Arreglaron la cuenta y Rosario se fue. Y apenas se había ido entró Liduvina:
—¿No me preguntaba usted el otro día, señorito, en qué se conoce si un hombre está o no enamorado?
—En efecto.
—Y le dije en que hace o dice tonterías. Pues bien, ahora puedo asegurarle que usted está enamorado.

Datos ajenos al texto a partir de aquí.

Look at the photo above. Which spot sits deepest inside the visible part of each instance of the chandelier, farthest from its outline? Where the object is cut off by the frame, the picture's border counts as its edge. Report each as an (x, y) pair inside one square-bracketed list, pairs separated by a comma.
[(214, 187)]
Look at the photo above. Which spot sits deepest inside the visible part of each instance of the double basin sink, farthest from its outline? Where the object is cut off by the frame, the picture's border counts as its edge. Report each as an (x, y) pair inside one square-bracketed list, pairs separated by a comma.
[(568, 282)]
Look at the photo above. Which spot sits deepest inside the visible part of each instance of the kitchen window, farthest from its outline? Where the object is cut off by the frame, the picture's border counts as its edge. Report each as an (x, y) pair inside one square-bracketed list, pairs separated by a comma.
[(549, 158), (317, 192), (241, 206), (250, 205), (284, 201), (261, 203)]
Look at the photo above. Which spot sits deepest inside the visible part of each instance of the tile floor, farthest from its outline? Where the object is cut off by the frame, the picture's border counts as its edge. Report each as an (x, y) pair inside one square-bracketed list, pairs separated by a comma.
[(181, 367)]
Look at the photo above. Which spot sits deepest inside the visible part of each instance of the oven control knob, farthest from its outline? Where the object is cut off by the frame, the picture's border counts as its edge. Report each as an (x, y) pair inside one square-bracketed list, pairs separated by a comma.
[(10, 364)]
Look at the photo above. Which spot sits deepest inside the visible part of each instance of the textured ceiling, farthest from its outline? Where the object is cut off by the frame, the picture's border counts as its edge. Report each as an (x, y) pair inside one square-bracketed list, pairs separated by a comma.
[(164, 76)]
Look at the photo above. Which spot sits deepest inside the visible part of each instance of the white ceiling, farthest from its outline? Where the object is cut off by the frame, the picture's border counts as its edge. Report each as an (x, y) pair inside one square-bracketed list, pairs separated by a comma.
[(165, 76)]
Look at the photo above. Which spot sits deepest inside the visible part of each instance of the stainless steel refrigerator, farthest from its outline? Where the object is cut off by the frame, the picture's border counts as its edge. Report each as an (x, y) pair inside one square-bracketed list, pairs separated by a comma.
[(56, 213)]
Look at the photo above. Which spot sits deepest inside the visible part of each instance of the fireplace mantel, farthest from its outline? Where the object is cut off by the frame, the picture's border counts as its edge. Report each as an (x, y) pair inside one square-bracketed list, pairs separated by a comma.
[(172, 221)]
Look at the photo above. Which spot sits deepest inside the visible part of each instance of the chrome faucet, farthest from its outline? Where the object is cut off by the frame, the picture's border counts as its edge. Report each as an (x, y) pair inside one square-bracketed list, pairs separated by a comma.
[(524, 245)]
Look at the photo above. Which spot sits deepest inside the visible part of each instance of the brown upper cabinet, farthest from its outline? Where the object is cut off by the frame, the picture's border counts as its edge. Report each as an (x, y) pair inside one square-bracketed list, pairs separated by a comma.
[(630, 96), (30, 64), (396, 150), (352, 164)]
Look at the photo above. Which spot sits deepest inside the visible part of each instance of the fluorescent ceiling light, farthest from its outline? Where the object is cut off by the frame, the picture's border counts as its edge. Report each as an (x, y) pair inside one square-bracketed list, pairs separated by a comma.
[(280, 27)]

—Pero ¿de quién?, ¿de Rosario?
—¿De Rosario...? ¡Quiá! ¡De la otra!
—Y ¿de dónde sacas eso, Liduvina?
—¡Bah! Usted ha estado diciendo y haciendo a esta lo que no pudo decir ni hacer a la otra.
—Pero ¿tú te crees...?
—No, no, si ya me supongo que no ha pasado a mayores; pero...
—¡Liduvina, Liduvina!
—Como usted quiera, señorito.
El pobre fue a acostarse ardiéndole la cabeza. Y al echarse en la cama, a cuyos pies dormía Orfeo, se decía: «¡Ay, Orfeo, Orfeo, esto de dormir solo, solo, solo, de dormir un solo sueño! El sueño de uno solo es la ilusión, la apariencia; el sueño de dos es ya la verdad, la realidad. ¿Qué es el mundo real sino el sueño que soñamos todos, el sueño común?»
Y cayó en el sueño.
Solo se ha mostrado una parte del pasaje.